Слева у изгороди росла вечно бездомная кустистая крапива. Над ней нависала ледащая рябина, обожженная два лета назад шальной июльской молнией. Всё собирались спилить её, да жалели: авось оклемается от ожога и порадует вновь пышными гроздьями. Под злосчастной рябиной, ухватившись за стволик, стоял растерянный гармонист.
– Тимурка, милый, что с тобой?
Подбежали подруги. От слуха Сонечки не ускользнуло знаковое словцо влюблённых. Праска назвала хахаля милым… ишь, приставленка какая! За столом разыгрывала из себя не сохнущую по гармонисту кралю…
Парень не походил на опьяненного вином и любовью. Не успел застегнуть на ремешок испуганную гармошку. Задышливо шипели меха.
– Вот, девочки, какие гостинцы летают по колпашинским улицам.
Показывая вытащенную из правого бока стрелу, недоуменный Тимур широко улыбался:
– Будем надеяться – зверюга не отравленная. Иначе хана плотнику.
Разглядывая самодельную стрелу с острым окровавленным наконечником, Саиспаева спросила:
– Кто пульнул?
– Беззвучно прилетела. Сочно вонзилась… Осмотрелся – никого вокруг. Из засады били.
– Пойдем в избу, рану обработаю.
– Спасибо. Успел соком подорожника обойтись… пройдёт.
Тимур незаметно пожал руку любимой: по телу Праски проструился скрытый свет. Гармонист собрал воедино меха, заученно коснулся ладов. Заиграл под чистый звучный запев: «Очи чёрные, очи жгучие…»
В приглушённой темноте северной ночи проглядывалась цыганская смуглота разудалого парня.
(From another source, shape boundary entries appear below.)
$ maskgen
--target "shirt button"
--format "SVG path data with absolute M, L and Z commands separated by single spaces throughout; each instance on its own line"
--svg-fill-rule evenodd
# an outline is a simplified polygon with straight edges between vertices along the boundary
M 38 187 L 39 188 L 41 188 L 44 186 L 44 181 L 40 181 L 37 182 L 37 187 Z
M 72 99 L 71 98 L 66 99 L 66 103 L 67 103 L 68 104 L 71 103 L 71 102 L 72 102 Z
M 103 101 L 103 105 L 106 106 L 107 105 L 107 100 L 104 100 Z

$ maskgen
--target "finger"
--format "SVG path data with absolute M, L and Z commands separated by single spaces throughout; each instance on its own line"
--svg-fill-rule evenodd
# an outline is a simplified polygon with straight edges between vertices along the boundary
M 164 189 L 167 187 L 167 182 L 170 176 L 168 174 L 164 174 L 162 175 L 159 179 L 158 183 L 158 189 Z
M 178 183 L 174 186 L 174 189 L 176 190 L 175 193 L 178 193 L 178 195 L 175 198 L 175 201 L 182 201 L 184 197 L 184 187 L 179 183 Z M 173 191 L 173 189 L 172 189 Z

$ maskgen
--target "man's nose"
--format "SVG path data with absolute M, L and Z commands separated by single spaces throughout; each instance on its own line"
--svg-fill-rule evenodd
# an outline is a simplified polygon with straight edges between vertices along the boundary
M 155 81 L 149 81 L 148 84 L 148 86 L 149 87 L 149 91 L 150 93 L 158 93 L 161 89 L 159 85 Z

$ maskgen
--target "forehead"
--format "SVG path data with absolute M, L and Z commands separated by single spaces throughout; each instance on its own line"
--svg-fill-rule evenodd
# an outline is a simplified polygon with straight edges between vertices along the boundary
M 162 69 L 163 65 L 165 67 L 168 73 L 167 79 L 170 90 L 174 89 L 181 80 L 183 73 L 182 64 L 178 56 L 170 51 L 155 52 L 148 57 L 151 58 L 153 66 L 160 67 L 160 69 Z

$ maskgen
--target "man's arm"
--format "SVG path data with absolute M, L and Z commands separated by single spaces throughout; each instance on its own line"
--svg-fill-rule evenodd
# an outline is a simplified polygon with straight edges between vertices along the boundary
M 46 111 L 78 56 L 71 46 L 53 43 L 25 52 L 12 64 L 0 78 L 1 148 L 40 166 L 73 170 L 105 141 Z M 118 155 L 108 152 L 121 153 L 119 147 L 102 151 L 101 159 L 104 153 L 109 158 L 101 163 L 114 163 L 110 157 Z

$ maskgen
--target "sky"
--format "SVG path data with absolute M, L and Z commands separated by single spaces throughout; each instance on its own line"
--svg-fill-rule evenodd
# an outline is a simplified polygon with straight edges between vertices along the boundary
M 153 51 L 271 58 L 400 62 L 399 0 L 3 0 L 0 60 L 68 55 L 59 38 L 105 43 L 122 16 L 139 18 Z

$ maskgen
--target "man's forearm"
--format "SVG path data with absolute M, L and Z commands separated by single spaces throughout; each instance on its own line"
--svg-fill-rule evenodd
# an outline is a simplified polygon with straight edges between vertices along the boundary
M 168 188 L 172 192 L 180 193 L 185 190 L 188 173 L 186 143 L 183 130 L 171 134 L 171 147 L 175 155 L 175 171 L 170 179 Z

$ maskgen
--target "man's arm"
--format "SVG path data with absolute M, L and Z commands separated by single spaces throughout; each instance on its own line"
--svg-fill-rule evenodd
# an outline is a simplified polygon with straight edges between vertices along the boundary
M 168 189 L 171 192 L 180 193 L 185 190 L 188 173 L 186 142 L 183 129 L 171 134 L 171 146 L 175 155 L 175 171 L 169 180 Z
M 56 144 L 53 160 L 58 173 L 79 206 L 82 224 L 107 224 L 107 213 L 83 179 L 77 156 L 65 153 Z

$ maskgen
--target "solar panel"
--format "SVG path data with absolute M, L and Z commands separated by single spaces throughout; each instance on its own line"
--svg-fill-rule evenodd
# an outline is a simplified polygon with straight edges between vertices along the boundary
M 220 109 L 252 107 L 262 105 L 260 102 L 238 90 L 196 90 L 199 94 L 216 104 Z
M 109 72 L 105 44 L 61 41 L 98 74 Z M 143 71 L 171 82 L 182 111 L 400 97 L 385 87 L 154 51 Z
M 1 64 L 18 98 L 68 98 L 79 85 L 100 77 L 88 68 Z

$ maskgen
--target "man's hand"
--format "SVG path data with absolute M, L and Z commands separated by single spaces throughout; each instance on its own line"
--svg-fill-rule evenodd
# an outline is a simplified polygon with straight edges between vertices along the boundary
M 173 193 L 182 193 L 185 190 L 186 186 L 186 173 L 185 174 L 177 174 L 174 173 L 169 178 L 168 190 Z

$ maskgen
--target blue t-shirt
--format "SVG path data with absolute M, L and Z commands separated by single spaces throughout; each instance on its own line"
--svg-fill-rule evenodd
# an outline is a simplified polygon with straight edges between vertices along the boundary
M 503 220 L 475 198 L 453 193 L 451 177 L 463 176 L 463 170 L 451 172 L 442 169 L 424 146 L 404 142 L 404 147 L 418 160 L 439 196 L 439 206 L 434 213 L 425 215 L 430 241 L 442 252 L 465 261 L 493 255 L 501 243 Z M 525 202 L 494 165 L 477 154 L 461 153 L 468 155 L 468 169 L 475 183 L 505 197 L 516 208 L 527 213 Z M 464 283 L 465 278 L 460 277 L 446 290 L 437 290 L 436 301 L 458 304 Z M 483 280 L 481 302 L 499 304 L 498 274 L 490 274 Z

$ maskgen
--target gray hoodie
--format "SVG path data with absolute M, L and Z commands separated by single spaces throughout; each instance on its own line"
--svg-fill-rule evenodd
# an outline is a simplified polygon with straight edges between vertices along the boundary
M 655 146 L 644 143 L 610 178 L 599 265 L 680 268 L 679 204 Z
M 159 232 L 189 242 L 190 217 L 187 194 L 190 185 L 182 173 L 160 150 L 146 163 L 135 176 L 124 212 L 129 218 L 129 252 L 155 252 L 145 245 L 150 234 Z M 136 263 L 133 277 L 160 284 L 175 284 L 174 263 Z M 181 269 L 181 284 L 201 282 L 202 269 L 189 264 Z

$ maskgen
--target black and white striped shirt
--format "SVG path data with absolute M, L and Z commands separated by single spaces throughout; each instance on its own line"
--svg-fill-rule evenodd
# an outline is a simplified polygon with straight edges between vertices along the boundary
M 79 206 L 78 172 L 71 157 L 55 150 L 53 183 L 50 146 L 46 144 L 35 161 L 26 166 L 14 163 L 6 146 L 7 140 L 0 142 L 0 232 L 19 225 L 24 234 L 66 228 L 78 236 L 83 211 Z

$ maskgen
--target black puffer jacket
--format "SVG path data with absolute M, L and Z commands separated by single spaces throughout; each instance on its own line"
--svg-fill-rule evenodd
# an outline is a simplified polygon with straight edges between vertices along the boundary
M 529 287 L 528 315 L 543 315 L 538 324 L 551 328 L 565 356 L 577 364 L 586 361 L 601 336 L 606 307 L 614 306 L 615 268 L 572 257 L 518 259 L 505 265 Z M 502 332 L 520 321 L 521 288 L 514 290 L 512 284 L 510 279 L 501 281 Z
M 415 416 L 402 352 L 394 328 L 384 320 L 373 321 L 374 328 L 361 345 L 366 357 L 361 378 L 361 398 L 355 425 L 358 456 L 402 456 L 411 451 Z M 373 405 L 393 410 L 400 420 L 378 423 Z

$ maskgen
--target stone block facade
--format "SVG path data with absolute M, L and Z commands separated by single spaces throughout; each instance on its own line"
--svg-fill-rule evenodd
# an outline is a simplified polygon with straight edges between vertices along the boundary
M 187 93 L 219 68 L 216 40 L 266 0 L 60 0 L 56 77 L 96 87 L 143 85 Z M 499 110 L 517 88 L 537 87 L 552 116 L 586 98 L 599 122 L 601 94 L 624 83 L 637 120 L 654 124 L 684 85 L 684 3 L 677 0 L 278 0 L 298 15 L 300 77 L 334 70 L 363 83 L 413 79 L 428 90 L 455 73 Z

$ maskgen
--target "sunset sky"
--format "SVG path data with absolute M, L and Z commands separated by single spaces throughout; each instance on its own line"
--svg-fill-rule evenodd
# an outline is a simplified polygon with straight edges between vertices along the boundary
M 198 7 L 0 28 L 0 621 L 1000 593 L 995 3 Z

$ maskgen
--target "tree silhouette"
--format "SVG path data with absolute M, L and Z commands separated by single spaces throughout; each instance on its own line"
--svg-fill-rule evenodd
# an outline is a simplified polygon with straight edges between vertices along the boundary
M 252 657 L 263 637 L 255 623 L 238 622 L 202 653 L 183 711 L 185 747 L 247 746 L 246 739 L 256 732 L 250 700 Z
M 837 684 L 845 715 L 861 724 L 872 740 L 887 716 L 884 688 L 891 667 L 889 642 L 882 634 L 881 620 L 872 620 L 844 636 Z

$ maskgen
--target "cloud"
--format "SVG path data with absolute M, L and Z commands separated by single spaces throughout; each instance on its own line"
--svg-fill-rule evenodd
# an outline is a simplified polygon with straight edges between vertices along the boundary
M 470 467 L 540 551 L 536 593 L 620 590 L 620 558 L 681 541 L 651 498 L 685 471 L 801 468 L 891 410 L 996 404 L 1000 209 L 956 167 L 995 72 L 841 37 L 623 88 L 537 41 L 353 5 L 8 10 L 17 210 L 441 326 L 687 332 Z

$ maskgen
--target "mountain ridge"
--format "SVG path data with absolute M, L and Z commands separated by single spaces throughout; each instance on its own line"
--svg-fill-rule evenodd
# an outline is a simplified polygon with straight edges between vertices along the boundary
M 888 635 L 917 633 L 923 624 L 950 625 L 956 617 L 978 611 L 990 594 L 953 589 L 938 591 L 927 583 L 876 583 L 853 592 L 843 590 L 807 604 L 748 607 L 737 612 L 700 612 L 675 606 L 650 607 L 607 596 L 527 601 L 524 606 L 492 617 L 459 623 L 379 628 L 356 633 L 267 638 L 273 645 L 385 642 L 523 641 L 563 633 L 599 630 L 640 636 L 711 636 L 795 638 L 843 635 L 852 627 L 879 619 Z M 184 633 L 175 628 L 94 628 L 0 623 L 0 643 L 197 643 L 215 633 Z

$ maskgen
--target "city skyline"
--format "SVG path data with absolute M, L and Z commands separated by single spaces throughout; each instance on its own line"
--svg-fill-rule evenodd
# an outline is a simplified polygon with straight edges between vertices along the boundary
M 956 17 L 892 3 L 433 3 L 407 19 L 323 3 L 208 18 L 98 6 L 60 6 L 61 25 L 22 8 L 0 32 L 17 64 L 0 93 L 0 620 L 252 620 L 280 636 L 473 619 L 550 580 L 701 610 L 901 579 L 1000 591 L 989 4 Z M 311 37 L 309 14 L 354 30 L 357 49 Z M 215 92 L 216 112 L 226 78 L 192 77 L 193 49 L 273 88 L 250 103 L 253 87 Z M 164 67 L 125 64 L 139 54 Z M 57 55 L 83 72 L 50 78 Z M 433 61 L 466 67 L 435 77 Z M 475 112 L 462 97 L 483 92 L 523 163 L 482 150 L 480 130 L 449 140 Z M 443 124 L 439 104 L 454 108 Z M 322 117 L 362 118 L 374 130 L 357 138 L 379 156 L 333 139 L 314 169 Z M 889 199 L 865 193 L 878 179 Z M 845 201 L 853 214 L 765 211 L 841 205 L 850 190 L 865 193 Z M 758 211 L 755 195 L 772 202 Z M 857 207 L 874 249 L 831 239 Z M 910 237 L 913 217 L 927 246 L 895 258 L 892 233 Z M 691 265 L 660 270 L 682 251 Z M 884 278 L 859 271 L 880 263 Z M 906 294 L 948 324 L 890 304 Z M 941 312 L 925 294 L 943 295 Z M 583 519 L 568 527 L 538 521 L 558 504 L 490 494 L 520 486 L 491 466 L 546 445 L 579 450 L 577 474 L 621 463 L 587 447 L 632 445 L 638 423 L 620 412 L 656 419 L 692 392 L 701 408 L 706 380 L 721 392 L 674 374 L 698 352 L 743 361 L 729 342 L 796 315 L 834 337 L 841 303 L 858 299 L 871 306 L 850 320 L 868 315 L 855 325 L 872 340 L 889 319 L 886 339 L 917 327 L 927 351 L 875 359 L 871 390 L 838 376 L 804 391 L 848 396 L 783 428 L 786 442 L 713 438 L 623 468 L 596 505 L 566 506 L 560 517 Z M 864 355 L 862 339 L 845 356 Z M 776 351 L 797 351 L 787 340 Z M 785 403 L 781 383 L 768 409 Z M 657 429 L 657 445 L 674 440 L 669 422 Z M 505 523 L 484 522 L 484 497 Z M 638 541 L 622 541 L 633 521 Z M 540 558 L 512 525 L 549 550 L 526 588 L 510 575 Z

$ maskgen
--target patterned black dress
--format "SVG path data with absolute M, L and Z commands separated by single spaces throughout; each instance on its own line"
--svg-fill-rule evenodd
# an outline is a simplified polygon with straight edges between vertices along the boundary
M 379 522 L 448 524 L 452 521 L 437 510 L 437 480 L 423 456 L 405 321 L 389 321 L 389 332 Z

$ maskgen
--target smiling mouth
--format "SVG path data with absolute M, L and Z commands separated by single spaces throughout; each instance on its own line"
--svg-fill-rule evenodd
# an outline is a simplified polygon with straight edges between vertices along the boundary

Волосы пышные, курчавые, точно кто-то до этого накрутил их на головешке.
Засольщицы по домам засобирались. Тимур остановил властным голосом:
– Гуляем до утра!
Ухватив белейшими зубами ушко металлического колпачка, сдёрнул его с бутылки спирта. Налил на ладонь, приложил жидкий огонь к ране.
– Сразу не сообразил. Полная дезинфекция.
За ночные похождения гуляку и дебошира штрафовала колпашинская охранная власть. Дважды забирали в комендатуру. Заставляли нести принудительную повинность на столярных и плотницких работах. Выйдя из ворот Ярзоны, Тимур зло отсмаркивался, смачно отплёвывался. Шёл домой и острил топор. Ему втолковывали: строим овощехранилище. Плотник кривил улыбку. «Заливайте мозги кому другому… У меня репа не гнилая. Башка соображает, что к чему».
Вместительный выкоп для трупов рыли без него. Не видел плотник и главную расстрельную штольню.
Ему не по себе становилось в зловещей обстановке комендатуры, следственной тюрьмы. Всегда спешил на Обь. Долго плавал в очистительных водах. Видел угрюмые пузатые баржи, супротив желания плывущие в низовье. Не мог не отметить сообразительный парень: на черных баржах груза нет, а осадка большая. Поделился догадкой с отцом.